L’amour y est-il pour quelque chose ?
Est-ce une fuite, un exil, un rejet de son pays, une décision politique ? « Écrire dans une langue étrangère est une émancipation. C’est se libérer de son propre passé », déclarait Cioran. La langue adoptée est-elle une « contre-langue » (maternelle) ? Un exil dans l’exil ? Si tant est que la langue du poème est une langue étrangère inscrite dans une langue natale (« la langue du poème est une “ langue étrangère ” » déclare Emmanuel Laugier en écho à Gilles Deleuze : « autant dire qu’un grand écrivain est toujours comme un étranger dans la langue où il s’exprime, même si c’est sa langue natale »). Est-ce être nulle part ?
L’adoption d’une autre langue correspond-elle à un déplacement physique ?
Samuel Beckett disait rechercher, dans la langue française, une langue sans style, « essayant de trouver un rythme et une syntaxe d’extrême faiblesse » (« trying to find the rhythm and syntax of extreme weakness ») : le choix du français fait-il abandonner un style ? Chercher un autre style ? Affaiblit-il le sens ? Est-ce une autre personne qui apparaît dans l’autre langue ? Peut-on parler d’un devenir-autre ?
Et pourquoi le français ? Dont Cioran disait que c’est une langue sclérosée, arrêtée. Offensif, Kateb Yacine quant à lui déclarait : « j’écris en français pour dire aux Français que je ne suis pas français ».
Les questions sont nombreuses, elles se posent en vrac car l’histoire de la langue de chacun est un monde. Alors c’est l’histoire de poètes qui se sont aventurés dans la langue française, qu’on voudrait lire.

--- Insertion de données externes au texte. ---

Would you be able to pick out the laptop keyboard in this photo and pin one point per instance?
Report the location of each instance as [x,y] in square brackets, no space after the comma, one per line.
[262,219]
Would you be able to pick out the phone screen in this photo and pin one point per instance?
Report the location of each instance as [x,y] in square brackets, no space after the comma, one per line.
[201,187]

Cette nouvelle Disputaison sera publiée en deux livraisons. Elle a été conçue et préparée par Jean-Pascal Dubost.

Aujourd’hui, quinzième épisode avec la contribution de Jan Baetens.

Pourquoi j’écris en français

Telles que je vois les choses aujourd’hui, car j’ai bien varié sur ce point, ma décision d’écrire en français plutôt qu’en néerlandais (ma langue maternelle, et celle que je parle au quotidien, dans une région où il ne reste plus aucune trace, hélas, de l’ancien bilinguisme belge) ou en anglais (devenu de plus en plus, par la force économique des choses, ma langue de travail), tient à des raisons proprement littéraires, et non pas biographiques ou existentielles (cela dit, comme ma vie est banale, ce dont je ne me plains pas, cet argument ne vaut sans doute pas lourd).

Certes, j’aime le français –je devrais dire « les » français, car les variations, régionales ou autres, me touchent beaucoup–, mais au fond je pourrais en dire autant de n’importe quelle langue. Toutes suscitent ma curiosité et je regrette de n’en parler que deux ou trois. Mais il est difficile de séparer une langue de sa littérature –une langue sans littérature est une langue morte– et sur ce plan le français est pour moi sans égal, même si je n’en tire pas trop de conclusions. Si je connaissais mieux d’autres littératures que la française, c’est-à-dire celle écrite en français (la distinction entre « français » et « francophone » m’a toujours paru une insulte peut-être inconsciente), je serais probablement du même avis pour les langues qui les rendent possibles. Mais jusqu’ici, mon ravissement d’aller toujours plus loin, jour après jour, page après page, dans la littérature en langue française, prose et poésie confondues, n’a jamais été déçu. Tout en croissant en ignorance, puisque chaque découverte me rappelle mes limites, je suis sûr d’avoir fait le bon choix.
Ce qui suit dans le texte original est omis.